Bono, il leader del gruppo rock degli U2, non è diventato miliardario grazie al suo pacchetto di azioni Facebook, come qualcuno aveva previsto. Ma certo è più ricco oggi di quando, a cavallo fra il 2009 e il 2010, aveva investito nel social network di Mark Zuckerberg attraverso la società finanziaria di cui è partner, Elevation (chiamata come il titolo di una canzone degli U2).

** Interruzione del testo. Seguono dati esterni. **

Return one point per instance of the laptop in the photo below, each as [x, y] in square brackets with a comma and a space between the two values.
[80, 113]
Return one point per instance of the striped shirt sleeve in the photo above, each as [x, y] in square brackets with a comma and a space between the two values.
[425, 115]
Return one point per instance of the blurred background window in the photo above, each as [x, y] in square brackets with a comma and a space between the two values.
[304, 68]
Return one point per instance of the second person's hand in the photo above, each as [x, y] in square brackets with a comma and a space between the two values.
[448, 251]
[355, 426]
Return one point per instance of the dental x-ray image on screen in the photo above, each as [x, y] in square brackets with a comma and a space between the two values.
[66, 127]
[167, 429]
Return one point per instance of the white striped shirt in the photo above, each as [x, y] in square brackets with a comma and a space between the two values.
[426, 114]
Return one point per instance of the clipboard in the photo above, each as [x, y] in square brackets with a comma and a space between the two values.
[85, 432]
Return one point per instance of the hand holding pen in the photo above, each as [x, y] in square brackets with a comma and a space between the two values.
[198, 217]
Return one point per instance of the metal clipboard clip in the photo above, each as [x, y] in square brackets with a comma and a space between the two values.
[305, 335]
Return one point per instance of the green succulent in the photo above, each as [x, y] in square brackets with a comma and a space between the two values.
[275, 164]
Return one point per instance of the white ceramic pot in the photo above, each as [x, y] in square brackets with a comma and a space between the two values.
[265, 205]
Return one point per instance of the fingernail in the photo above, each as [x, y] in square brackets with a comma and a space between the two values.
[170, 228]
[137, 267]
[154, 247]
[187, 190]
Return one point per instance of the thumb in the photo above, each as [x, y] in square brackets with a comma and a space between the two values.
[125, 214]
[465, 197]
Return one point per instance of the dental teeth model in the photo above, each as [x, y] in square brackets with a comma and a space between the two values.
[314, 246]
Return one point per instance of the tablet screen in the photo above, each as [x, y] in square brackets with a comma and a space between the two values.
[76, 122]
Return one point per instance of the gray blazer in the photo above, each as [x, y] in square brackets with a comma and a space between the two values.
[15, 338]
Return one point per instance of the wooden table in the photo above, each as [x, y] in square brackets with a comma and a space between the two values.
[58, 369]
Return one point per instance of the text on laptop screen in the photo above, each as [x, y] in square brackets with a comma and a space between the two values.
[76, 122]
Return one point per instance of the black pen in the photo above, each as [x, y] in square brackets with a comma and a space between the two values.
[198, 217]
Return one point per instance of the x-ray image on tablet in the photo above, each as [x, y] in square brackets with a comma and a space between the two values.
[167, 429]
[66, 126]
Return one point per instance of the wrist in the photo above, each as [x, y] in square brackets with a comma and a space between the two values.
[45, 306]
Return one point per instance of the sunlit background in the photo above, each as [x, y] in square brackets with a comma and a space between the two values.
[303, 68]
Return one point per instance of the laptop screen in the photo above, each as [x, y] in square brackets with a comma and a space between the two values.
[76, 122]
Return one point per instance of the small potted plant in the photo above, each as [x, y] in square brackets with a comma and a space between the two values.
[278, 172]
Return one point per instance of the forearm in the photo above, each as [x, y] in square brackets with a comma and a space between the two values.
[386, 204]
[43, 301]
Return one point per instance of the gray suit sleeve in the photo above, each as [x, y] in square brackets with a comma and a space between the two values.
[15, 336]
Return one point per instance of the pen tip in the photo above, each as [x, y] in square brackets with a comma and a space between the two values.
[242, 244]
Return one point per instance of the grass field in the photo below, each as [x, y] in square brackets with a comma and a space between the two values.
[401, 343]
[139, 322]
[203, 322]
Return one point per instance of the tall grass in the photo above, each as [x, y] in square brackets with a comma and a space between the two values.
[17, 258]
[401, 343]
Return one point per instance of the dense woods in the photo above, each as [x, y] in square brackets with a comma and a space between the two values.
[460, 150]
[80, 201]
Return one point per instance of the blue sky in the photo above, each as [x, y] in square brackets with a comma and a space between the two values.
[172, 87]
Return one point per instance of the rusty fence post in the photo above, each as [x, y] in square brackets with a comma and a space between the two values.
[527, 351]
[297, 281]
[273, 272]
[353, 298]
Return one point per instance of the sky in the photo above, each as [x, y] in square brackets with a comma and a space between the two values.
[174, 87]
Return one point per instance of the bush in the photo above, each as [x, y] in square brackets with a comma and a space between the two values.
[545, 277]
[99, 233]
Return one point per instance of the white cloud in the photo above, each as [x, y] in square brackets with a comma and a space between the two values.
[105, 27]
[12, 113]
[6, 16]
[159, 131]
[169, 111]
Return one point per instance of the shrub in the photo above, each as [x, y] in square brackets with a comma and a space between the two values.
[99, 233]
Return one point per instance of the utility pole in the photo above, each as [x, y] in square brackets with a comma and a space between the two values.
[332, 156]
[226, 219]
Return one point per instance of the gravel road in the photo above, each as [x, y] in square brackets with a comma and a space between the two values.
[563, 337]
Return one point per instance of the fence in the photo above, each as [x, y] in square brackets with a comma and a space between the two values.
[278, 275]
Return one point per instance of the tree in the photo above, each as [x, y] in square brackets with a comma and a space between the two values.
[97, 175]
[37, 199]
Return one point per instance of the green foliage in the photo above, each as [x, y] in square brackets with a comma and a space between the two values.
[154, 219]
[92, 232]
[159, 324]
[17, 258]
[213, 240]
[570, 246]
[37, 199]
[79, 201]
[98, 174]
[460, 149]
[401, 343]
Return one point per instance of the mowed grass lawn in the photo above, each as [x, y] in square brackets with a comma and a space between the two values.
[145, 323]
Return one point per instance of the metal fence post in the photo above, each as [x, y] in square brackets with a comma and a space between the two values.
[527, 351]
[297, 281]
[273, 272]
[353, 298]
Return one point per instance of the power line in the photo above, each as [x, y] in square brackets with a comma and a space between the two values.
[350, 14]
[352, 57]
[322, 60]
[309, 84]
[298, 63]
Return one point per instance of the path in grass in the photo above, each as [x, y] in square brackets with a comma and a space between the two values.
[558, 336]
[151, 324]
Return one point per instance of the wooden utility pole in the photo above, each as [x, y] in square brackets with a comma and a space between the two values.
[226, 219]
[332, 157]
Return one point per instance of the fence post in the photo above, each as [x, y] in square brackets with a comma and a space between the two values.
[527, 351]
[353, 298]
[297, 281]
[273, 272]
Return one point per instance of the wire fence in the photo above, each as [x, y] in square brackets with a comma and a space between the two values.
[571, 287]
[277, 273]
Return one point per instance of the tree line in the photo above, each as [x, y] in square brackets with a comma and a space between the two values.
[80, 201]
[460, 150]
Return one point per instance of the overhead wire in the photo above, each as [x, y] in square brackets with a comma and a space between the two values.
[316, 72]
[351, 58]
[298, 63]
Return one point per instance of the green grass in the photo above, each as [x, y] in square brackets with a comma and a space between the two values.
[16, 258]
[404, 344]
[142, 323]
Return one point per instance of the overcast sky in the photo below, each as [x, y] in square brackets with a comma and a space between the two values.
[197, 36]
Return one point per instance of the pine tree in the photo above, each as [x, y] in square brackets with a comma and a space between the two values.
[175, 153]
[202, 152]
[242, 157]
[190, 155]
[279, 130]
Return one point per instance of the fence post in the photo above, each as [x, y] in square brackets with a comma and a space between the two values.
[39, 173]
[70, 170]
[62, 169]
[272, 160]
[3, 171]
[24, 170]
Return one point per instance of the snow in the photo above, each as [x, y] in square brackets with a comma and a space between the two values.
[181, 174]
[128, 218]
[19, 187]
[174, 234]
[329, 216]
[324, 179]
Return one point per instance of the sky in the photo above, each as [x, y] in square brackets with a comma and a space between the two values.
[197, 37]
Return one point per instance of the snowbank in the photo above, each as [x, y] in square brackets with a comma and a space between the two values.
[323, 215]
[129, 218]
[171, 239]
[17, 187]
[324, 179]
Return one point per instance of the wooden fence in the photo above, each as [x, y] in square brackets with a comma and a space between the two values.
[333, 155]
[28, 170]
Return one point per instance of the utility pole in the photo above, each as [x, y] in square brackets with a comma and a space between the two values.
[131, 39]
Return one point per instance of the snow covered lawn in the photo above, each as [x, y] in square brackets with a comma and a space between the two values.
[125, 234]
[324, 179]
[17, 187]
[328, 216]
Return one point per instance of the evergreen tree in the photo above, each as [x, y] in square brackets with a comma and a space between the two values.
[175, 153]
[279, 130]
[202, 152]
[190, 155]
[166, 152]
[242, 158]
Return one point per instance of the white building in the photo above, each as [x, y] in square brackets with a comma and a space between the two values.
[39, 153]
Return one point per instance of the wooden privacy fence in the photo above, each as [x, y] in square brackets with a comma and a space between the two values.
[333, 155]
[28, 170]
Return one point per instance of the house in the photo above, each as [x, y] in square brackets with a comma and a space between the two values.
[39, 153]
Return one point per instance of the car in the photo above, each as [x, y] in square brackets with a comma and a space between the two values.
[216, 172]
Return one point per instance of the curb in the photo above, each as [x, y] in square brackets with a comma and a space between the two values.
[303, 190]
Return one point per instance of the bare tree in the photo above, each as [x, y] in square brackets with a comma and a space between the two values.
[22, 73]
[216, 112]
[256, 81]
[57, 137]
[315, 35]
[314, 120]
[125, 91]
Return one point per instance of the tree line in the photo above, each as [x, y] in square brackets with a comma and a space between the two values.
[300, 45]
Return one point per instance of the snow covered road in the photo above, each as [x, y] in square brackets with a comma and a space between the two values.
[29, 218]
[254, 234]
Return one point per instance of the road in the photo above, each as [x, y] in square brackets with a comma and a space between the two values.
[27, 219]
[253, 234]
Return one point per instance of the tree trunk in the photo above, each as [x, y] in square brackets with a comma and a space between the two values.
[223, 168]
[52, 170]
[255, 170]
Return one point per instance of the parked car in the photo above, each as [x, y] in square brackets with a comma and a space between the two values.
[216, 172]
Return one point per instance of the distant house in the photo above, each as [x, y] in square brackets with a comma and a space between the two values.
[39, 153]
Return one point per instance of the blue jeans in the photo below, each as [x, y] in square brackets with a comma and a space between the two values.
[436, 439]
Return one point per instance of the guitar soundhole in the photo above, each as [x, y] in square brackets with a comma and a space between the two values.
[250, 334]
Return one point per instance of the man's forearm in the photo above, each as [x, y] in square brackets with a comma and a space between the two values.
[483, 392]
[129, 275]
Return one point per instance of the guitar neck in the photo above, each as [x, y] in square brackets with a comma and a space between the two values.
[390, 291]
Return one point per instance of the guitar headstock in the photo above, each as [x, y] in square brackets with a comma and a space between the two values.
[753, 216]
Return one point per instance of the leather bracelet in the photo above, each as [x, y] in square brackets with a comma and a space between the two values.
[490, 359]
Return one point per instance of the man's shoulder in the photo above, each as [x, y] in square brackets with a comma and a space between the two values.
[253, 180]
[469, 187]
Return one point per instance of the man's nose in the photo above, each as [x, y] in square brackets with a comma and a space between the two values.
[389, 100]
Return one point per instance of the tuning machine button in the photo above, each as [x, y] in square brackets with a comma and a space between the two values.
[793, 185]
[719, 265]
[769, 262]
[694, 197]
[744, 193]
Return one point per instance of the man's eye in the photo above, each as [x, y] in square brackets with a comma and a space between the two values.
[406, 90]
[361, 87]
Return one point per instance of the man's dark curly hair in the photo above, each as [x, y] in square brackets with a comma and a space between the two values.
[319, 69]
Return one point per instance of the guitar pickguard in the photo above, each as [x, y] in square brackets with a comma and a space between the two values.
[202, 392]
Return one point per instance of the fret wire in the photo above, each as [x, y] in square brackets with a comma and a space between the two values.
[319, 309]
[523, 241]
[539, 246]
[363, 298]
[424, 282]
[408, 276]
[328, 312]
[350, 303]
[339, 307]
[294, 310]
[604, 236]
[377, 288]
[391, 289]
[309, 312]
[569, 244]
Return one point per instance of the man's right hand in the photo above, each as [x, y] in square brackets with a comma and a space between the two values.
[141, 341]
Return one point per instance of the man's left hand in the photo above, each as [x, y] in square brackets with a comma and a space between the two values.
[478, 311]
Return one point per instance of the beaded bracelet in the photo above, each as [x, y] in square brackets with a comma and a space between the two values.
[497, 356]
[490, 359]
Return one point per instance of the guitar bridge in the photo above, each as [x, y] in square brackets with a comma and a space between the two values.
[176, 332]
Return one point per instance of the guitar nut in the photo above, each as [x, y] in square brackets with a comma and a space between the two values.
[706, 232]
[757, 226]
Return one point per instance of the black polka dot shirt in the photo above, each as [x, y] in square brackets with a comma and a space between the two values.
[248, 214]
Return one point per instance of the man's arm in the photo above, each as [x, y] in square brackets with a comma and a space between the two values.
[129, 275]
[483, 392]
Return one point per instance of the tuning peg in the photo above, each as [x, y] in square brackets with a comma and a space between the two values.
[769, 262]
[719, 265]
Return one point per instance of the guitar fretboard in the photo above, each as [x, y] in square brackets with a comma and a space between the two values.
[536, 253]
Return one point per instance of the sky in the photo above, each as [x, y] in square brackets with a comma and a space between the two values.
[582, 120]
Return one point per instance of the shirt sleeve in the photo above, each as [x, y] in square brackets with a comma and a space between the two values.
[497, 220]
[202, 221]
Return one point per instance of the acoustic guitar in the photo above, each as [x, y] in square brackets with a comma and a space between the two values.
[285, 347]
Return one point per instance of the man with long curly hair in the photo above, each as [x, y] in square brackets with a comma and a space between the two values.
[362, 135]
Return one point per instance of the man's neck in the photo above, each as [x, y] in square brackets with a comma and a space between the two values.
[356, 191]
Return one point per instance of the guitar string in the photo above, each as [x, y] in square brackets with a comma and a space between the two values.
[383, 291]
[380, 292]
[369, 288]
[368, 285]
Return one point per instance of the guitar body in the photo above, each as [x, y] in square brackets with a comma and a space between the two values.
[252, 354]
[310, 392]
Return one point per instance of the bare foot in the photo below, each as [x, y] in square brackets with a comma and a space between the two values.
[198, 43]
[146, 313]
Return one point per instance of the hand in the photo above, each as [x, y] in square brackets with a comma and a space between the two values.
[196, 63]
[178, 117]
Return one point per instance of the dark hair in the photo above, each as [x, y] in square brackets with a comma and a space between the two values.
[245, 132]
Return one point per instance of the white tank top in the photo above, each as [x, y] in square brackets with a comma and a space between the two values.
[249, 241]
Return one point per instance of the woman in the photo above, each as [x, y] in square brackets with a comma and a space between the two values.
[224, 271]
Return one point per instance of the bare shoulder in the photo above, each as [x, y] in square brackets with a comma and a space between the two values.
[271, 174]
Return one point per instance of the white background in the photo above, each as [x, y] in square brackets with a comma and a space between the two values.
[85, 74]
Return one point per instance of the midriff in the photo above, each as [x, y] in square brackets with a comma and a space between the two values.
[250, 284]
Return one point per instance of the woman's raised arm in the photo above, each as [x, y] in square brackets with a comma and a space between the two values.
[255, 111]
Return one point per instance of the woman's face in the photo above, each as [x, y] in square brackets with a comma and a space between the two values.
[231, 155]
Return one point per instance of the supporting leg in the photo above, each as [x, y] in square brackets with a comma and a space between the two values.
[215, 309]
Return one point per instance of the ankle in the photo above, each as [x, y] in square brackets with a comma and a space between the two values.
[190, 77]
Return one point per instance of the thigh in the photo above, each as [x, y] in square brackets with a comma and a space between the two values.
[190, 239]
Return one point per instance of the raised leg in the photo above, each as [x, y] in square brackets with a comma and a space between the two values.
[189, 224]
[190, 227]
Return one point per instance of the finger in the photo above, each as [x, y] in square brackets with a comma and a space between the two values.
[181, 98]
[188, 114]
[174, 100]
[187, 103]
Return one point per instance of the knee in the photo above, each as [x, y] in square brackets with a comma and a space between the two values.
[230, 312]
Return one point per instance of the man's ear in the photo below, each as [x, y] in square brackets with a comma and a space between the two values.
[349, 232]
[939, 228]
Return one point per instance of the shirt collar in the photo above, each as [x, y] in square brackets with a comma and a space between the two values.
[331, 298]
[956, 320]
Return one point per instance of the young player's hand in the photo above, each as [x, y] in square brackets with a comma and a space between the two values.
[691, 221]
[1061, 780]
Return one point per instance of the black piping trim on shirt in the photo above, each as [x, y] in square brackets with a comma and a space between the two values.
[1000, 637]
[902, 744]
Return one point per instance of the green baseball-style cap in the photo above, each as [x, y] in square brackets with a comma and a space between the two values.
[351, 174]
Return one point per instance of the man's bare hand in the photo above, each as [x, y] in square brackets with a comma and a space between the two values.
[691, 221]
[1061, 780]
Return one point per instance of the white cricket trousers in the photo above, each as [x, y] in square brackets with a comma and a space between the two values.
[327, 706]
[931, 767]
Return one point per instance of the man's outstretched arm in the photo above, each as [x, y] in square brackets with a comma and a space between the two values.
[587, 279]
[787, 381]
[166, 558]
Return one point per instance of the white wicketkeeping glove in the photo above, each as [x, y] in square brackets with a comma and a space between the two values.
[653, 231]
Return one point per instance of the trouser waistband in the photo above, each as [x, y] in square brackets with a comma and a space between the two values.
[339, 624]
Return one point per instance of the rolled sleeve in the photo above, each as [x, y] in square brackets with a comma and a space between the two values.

Quanto ha guadagnato di preciso dipende dalla sua quota in Elevation e da quanto i titoli Facebook erano costati: se il prezzo era stato attorno ai 20 dollari, come suggerito dal sito Techcrunch, Bono ha fatto un bell'affare rispetto ai risparmiatori che hanno sottoscritto l'offerta pubblica (Ipo) a 38 dollari; se invece aveva pagato attorno a 30 dollari, come riferito da altre voci, allora Bono potrebbe essere uno degli investitori pre-collocamento in Borsa che si sono affrettati a liquidare le azioni facendole crollare del 15% dopo il debutto. E facendo scatenare una class action.

NUOVA MODA
In ogni caso il cantante irlandese 52enne è l'avanguardia della nuova generazione di celebritechies (celebrities + tech): i divi del mondo della musica e del cinema che non solo usano Internet per coltivare la folla dei loro fan, ma scommettono anche una parte delle loro fortune finanziando le startup del settore social media prima che vengano quotate in Borsa. È un matrimonio Hollywood-Silicon Valley che vale la pena seguire, perché molte star, soprattutto le più giovani, hanno una dimestichezza e un fiuto verso le nuove tecnologie utili agli investitori «normali» per individuare in anticipo tendenze e opportunità.

IL RAGAZZINO
Il caso più attuale è quello del diciottenne Justin Bieber, che ha 22 milioni di seguaci su Twitter e vanta 100 «Klout score», il punteggio massimo della misura della propria influenza online: è presentato come un oculato venture capitalist sulla copertina dell'ultimo numero di Forbes dedicato alle celebrities.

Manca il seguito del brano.